Jamal remains faithful to Latika. During his tense appearance on Who Wants to be a Millionaire?, his mind flashes on a deification of her. She's dressed in yellow, at a train station. (Actress Frieda Pinto is definitely a woman who can wear yellow.)

But the "real" Latika is property of a ganglord, living a life of seeming glamour. Jamal finds her—by impersonating a dishwasher/cook to get inside the fancy compound where she's kept. She's dressed in cream, colorless, the passion as bleached from her soul as the dye from her clothes. (Larlarb notes that she was also very careful in getting the jeans right—about which details of Mumbai-available status-symbol jeans would strike all the right notes on the character's class and aspiration.)

Jamal waits for Latika every day at the train station. She's said she won't come, but one day his faithfulness is rewarded. Latika has spurned neutrals in dressing this day. She's chosen orange tights and a yellow top—the better to stand out in a crowd and be spotted by Jamal. Her yellow top is like the one he's dreamt for her—but it's even shinier, with sequined trim. At the crucial moment, underworld villains spot her, too, and she's forced away.

Latika, again dressed in neutrals and again a semi-prisoner of the ganglord, sees Jamal on TV. Salim offers her his keys so she can escape. On the way out, she snatches up a yellow scarf, a dupatta of the sort worn with the traditional Indian outfit, the salar kameez. (Larlarb had six of them made in silk chiffon, dyed and beaded to her specifications.) It's inappropriate for Latika to be "dressed" for this meeting, Larlarb notes. "The yellow had to be something she could grab."

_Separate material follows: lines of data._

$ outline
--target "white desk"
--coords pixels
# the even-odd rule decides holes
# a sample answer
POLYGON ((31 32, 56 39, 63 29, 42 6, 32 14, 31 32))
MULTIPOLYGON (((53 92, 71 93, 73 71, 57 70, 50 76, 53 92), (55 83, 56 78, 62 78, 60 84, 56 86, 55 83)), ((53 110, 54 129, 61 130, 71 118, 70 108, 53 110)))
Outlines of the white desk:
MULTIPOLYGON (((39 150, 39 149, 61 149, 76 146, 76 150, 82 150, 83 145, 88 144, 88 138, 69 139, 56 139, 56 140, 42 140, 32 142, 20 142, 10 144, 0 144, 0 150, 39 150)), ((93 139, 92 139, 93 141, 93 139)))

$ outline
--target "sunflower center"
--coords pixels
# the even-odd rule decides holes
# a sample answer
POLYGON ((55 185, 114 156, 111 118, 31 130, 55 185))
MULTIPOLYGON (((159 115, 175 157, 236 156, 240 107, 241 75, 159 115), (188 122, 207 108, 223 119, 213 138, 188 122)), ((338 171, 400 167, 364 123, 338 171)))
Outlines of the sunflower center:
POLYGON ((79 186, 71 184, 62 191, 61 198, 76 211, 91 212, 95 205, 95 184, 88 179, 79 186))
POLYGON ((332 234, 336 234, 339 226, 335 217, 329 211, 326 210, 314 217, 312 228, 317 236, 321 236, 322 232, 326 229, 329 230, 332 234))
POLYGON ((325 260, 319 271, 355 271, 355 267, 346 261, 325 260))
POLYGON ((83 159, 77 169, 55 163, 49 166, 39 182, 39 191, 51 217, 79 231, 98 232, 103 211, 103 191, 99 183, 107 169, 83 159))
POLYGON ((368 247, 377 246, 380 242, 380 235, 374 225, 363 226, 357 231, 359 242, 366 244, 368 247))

Some hope symbolically restored, she makes her way toward Jamal. At the point when she's running, the yellow scarf streams in the air. It looks great in the filming, "a happy accident," Larlarb says. A movie poster is born.

The couple is reunited—where else?—alongside trains. Time for the big joyous Bollywood finish. Larlarb can't afford to costume a thousand people at a shoot that takes place in a train station at 2 a.m. How to make the scene pop?

Larlarb sorts out 150 extras who are wearing no yellow so that they dance immediately behind Jamal and Latika. Behind that group, 850 people get bright yellow scarves to wave as they dance. Filmed head-on, Latika seems to wear the only yellow in a drab world. Filmed from above, it seems the world has blossomed into marigold joy on the couple's behalf.

The standout hue of this whole enterprise, Larlarb says, has acted like "a yellow highlighter through her whole journey."